Making taxes and/or spending the "central" tea party issues just underlined that - with no budget or spending plan actually passed for this year, the protests were fighting shadows (and that's why "Pelosi/Obama/Reid" was little more than a wordy mouthful - the three individuals can't seem to say "same page" never mind find it) and arguing against things that haven't even happened yet. Tax policy questions were even worse - the protests gave Obama perfect cover to yet again push his own line about not raising any taxes, and with some serious economic conservatives suggesting that "tax fairness" would be reversing Bush policies that left most of us actually paying no taxes... all the internal tensions about taxes were really on the right.

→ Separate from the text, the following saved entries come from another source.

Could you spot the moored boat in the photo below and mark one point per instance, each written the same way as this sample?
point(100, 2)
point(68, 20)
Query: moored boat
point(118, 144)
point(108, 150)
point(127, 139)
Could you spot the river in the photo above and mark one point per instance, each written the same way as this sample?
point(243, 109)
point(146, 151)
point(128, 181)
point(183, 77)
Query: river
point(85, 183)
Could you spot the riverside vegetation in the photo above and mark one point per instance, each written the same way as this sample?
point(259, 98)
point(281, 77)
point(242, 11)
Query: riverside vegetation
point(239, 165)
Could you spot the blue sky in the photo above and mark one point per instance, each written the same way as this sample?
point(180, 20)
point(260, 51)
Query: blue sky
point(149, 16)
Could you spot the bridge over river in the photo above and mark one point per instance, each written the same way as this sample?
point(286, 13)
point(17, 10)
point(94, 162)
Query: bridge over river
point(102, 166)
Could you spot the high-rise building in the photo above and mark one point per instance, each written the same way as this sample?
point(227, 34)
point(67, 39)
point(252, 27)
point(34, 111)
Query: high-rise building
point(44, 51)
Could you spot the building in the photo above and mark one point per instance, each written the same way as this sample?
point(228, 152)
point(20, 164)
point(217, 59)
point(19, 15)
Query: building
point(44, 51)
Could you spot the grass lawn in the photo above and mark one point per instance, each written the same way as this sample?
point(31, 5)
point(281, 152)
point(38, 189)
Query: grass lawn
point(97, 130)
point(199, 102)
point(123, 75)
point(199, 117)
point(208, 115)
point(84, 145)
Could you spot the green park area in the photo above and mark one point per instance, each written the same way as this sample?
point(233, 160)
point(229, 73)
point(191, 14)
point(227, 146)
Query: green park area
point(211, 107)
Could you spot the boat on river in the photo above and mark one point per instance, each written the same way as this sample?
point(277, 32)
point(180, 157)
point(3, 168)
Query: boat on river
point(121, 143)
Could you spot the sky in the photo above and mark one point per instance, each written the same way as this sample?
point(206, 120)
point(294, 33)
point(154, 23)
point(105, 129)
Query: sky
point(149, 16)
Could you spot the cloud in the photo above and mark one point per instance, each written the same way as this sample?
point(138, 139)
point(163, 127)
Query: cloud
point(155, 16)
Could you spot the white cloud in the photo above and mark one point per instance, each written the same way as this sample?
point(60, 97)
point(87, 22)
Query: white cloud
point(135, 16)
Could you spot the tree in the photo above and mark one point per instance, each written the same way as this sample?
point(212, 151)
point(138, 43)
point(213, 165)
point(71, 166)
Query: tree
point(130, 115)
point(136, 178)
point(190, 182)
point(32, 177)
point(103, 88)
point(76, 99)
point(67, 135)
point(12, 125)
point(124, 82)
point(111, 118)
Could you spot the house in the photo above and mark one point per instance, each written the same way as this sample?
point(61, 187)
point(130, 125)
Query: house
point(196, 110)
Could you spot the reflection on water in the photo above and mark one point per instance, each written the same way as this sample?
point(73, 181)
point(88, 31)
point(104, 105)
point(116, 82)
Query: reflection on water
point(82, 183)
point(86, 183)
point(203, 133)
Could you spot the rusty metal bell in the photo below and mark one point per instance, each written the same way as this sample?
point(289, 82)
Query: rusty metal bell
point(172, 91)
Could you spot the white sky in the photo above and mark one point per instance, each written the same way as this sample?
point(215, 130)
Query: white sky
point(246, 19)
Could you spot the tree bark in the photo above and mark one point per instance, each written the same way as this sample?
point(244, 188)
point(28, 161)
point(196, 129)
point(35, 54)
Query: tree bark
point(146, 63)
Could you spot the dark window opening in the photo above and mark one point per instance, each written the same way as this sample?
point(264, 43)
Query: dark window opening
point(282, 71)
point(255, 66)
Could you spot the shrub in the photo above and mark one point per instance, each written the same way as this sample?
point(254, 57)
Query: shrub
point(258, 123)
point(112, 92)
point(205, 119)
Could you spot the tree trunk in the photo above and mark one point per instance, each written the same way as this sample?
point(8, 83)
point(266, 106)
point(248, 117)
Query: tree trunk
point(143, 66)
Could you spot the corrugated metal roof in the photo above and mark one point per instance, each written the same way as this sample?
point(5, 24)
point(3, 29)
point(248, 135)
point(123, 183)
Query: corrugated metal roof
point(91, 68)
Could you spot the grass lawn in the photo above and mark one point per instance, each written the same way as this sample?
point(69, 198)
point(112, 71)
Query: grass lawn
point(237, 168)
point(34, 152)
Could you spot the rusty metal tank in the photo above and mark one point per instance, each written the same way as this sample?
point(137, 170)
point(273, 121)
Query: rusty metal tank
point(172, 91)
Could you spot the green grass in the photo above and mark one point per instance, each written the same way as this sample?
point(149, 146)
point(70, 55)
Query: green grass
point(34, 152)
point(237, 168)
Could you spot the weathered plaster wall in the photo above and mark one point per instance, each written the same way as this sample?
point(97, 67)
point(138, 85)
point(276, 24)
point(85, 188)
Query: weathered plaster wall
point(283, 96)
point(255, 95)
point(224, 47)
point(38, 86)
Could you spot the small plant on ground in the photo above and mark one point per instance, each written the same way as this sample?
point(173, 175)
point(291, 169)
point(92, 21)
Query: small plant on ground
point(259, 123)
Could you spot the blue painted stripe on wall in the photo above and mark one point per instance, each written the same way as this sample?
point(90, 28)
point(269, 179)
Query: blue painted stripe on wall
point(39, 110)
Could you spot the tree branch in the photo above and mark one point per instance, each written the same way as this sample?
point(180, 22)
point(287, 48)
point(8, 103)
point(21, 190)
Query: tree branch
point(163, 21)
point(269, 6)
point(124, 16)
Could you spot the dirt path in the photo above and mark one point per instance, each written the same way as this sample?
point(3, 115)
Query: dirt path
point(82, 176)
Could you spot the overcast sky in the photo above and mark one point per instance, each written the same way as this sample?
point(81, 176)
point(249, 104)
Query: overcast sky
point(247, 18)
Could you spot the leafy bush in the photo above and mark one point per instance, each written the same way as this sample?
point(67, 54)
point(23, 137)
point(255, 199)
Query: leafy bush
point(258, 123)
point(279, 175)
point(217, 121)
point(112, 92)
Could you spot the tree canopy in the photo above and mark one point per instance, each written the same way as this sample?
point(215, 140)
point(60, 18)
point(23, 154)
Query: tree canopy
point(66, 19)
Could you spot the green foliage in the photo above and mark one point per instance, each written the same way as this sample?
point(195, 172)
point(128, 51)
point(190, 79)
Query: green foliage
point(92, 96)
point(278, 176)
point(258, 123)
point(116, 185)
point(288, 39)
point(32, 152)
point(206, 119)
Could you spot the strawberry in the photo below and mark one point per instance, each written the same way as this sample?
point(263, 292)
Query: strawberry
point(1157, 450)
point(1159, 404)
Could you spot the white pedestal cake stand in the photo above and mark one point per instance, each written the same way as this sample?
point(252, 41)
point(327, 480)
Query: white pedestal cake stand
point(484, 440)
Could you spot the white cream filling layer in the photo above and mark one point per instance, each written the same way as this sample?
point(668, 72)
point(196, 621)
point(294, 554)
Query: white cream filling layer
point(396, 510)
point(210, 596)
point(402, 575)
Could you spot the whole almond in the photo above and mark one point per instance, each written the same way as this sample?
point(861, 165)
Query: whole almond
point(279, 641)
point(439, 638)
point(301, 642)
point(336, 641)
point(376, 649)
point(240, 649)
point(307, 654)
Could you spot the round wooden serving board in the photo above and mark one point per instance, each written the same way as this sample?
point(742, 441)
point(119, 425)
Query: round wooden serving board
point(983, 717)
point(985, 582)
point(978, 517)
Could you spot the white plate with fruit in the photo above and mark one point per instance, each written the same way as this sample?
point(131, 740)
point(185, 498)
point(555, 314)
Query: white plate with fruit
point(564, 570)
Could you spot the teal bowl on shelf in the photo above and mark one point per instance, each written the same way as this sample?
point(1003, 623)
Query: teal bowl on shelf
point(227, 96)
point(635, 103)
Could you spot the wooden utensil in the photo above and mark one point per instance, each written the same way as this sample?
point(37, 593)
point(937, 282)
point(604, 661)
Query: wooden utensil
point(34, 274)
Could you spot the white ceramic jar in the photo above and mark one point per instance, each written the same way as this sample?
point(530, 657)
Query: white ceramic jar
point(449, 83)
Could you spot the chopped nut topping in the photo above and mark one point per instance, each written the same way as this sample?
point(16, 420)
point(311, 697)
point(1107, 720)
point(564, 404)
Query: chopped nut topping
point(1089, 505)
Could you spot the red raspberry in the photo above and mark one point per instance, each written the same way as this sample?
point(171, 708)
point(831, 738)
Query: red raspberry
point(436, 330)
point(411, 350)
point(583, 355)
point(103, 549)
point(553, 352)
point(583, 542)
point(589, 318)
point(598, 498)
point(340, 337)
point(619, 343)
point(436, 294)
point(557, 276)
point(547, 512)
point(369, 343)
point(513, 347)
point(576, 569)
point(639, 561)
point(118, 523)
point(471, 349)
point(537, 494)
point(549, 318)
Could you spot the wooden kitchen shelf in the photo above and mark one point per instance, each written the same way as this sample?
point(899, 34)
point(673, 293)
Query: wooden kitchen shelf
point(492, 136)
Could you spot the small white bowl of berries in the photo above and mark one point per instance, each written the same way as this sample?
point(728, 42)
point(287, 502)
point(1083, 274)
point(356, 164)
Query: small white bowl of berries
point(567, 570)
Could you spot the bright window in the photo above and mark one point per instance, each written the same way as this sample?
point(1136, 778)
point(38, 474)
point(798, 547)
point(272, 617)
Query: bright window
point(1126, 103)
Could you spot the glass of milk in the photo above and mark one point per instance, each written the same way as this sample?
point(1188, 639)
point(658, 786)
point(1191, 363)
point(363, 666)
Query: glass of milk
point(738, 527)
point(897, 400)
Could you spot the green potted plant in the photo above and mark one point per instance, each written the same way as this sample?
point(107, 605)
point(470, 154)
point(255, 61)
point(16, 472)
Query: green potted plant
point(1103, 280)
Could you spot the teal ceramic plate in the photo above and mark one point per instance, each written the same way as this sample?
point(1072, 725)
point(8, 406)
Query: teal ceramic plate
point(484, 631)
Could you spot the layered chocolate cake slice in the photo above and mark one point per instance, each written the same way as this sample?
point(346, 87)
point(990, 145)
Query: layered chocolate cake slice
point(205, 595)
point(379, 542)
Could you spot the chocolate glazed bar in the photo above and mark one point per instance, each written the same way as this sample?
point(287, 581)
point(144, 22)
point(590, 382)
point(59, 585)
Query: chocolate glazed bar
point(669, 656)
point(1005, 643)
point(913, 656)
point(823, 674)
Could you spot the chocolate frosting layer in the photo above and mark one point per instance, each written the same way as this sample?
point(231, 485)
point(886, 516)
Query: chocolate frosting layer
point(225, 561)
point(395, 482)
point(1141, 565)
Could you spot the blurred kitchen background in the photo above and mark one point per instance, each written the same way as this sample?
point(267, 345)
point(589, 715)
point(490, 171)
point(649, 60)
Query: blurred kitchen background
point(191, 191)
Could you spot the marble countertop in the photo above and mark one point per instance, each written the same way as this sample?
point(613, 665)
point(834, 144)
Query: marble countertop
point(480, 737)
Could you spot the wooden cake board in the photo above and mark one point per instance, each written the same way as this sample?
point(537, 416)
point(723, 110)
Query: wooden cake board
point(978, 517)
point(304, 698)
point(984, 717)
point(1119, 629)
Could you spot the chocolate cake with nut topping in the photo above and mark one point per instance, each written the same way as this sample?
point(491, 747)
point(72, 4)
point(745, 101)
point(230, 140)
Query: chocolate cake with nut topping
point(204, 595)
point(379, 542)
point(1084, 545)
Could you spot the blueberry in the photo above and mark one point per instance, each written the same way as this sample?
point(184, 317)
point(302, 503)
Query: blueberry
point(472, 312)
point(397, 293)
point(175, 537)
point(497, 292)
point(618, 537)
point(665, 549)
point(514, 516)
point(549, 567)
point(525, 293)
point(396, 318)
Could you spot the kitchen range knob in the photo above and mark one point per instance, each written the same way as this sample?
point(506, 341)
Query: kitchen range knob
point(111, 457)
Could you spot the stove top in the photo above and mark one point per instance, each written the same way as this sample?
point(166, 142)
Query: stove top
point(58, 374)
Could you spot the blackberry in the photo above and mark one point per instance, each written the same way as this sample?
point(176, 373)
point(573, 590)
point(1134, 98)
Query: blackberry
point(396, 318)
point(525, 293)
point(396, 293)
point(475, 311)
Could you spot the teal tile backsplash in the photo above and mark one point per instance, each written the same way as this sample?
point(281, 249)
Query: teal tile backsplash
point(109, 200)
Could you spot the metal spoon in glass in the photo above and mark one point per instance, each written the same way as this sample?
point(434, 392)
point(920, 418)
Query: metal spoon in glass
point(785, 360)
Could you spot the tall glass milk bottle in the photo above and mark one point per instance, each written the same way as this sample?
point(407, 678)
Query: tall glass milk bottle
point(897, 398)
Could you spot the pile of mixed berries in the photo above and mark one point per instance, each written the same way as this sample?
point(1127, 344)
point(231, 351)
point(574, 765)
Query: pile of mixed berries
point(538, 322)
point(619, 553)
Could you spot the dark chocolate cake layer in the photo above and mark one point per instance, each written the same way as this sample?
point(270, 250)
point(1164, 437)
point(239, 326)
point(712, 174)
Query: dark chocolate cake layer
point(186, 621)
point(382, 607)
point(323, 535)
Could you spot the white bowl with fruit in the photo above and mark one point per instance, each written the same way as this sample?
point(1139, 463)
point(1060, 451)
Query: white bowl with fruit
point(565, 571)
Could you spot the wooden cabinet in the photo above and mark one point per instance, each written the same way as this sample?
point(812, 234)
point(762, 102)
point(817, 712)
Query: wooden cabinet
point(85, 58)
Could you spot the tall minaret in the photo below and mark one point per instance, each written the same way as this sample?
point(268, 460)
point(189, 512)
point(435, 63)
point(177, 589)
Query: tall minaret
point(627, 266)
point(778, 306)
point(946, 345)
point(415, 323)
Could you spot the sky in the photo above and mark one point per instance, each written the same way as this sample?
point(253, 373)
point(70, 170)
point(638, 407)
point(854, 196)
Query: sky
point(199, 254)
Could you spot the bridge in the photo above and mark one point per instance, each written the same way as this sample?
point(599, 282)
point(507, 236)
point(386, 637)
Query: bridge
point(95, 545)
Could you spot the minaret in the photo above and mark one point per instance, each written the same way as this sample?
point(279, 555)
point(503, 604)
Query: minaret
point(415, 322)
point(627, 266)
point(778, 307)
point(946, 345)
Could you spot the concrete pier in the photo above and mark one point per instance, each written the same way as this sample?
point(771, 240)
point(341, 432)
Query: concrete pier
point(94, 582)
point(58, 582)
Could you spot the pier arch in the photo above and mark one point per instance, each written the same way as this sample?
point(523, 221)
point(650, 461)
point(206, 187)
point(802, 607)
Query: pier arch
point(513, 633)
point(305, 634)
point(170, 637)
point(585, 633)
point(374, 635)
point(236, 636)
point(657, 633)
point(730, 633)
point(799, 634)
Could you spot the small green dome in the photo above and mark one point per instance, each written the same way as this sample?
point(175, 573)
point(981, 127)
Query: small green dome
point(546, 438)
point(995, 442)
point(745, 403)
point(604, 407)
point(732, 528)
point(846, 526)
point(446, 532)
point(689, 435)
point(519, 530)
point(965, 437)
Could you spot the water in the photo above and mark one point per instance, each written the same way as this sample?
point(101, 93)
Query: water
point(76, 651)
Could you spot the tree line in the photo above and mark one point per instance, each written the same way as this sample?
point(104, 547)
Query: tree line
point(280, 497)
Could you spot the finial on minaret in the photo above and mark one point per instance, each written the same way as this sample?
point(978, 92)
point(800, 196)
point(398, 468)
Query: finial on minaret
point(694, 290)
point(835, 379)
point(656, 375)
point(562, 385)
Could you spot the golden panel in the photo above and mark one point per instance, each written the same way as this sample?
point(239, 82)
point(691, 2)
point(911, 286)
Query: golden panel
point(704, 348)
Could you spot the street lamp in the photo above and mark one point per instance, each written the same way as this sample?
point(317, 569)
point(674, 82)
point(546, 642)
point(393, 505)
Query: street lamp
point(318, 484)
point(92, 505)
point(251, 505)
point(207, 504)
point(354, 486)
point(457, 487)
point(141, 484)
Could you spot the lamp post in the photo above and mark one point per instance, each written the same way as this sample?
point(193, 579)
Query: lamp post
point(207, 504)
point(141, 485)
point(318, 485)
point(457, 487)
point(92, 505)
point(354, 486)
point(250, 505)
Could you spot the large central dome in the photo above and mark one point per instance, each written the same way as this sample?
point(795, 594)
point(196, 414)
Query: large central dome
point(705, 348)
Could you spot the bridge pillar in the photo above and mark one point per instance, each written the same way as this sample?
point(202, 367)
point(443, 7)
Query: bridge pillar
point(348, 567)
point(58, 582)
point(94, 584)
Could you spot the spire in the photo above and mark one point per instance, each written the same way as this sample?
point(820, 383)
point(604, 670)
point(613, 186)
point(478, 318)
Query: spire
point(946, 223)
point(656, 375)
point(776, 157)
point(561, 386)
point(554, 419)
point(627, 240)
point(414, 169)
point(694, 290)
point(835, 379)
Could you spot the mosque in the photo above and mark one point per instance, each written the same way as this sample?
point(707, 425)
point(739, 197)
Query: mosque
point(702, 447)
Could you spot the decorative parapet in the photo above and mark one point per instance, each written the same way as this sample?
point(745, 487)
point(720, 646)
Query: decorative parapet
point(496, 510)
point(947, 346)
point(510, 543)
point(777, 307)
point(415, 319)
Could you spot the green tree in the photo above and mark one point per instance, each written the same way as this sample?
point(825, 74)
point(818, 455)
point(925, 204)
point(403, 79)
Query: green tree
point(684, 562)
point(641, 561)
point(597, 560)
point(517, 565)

It's not surprising, really, that conservatives are mistaking heat for light - in many ways, the right is following a learning curve the left worked through in the sixties and seventies, when protest movements went from serious, focused attempts at change to radical, incoherent cries for "revolution" and little more. A conservative movement actually engaging the issues of the day - economic policies aimed at the problems we actually have, taking on the hard questions about healthcare, and education and the environment - wouldn't need mass protests to get attention... and wouldn't mistake "attention" for serious debate.
The real "conservative revolution" - when and if it comes - will not be televised; it will be some serious thinkers, in a room, finally stepping up and getting serious, drawing some lines and saying "either you're in, or you're out," not to RINOs and "Dumbocrats", but to their own - the radio personalities and cheesy book authors and polemicists who make money off of feigned outrages, extremism and namecalling, taking their sarcastic snark all the way to the bank. And nowhere else. The people I feel sorriest for are the well intentioned ones who believe, in a sincere way, that there's a Tea Party movement and it can bring substantive change. Someone should tell them... honestly, someone should... that the real business of change is about hard, sustained work, incremental progress, and a willingness to accept that you may get some of what you want, but not all of it. That doesn't fit on a poster - or in a teabag... but at least it's more than a march down the Road to Nowhere.